A blood or stem cell transfusion can cause immunological complications in the recipient. The patient's blood system reacts to the foreign substances in the donor blood or in the donor stem cells. Different blood groups in donors and recipients can trigger severe immune reactions such as cardiovascular disorders or anaphylactic shock. In rare cases, kidney failure can occur. If the blood groups of the donor and recipient match, minor, short-term side effects such as chills, fever, drop in blood pressure or nausea can occur.
Due to the strict legal regulations, non-immunological complications in transfusion medicine are as good as impossible. This risk area includes the transmission of pathogens such as HIV and hepatitis B or C.
Due to excessive blood transfer in large quantities, pulmonary edema or heart failure can occur. The most modern technology characterizes the laboratories in the specialist clinics and special institutes that ensure the supply of blood products. Only if the donated blood preparations are free of pathogens will they be approved for a blood donation. In order for transfusion medicine to be able to guarantee the safety of the recipient, it is not only necessary to have state-of-the-art technology, but also a careful selection of blood and stem cell donors. Strict guidelines from the German Medical Association determine who is eligible as a donor and who is not.

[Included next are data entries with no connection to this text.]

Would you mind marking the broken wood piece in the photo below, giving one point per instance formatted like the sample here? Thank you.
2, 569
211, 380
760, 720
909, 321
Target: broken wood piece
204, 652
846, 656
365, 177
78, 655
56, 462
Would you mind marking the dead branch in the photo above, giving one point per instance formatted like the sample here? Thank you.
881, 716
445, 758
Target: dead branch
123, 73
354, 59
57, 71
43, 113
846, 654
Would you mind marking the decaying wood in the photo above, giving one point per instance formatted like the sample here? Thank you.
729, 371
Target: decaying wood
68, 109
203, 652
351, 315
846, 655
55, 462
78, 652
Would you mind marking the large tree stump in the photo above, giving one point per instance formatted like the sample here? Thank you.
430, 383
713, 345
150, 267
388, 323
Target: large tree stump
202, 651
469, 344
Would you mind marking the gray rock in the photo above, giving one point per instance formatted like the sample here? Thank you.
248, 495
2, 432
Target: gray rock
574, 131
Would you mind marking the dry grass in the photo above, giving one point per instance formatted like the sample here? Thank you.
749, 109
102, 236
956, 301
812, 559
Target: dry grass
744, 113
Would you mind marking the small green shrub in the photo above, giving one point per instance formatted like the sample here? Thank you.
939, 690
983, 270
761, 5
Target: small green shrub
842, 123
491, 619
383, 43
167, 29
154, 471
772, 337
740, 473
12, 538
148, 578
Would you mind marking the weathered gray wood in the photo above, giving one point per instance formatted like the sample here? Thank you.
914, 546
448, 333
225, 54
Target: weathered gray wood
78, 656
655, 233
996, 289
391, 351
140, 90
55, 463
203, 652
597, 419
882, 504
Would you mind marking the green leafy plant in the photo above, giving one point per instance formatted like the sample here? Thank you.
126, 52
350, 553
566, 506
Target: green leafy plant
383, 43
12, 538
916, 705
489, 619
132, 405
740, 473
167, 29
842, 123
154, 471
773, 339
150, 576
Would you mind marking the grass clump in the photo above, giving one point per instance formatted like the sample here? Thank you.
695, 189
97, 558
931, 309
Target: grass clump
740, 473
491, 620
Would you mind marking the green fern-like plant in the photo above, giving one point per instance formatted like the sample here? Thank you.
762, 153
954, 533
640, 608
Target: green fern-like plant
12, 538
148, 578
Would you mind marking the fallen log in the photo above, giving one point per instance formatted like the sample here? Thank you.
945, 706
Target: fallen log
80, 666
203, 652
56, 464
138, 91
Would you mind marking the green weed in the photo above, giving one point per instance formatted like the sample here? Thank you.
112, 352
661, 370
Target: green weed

The donated blood is separated into its three components: red blood cells (erythrocytes), blood platelets (thrombocytes) and blood plasma. While the red blood cells ensure the supply of oxygen, the platelets play a key role in blood clotting. The plasma is the blood fluid. A whole blood donation is no longer common. The legal regulations forbid the mixing of different blood donations, because this is the only way to ensure that each individual blood supply remains traceable to the donor. The blood concentrates are stored in so-called blood banks. Clinics specializing in transfusion medicine maintain extensive in-house blood banks, while hospitals have blood banks with small capacities to meet their own needs.
The transfusion specialists have to plan the need for blood reserves precisely because red cell concentrates can only be stored for 42 days, while platelets can no longer be used after four days. Only blood plasma can be frozen for two years. This ensures that the recipient only receives the blood components that he really needs in the event of a blood transfusion. If it is certain that a patient needs a blood transfusion, the transfusion specialist will have a detailed discussion with the person concerned and obtain their consent.
Only in an emergency does a patient get a blood transfusion without their consent, for example if there is an acute risk of death due to high blood loss following an accident. The attending physician ensures that the patient receives the right transfusion preparation for him. A blood group determination and a compatibility test in the form of a crossmatch ensure that the donor and recipient match. A small amount of the patient's plasma is mixed in the laboratory with the red blood cells from the donor's intended concentrate (blood reserve).
The blood bags contain segments of tubing with small amounts of the donor blood for crossmatching. Immediately before the blood transfusion, the compatibility is checked again using the so-called bedside test, in order to rule out any remaining risks such as mix-ups.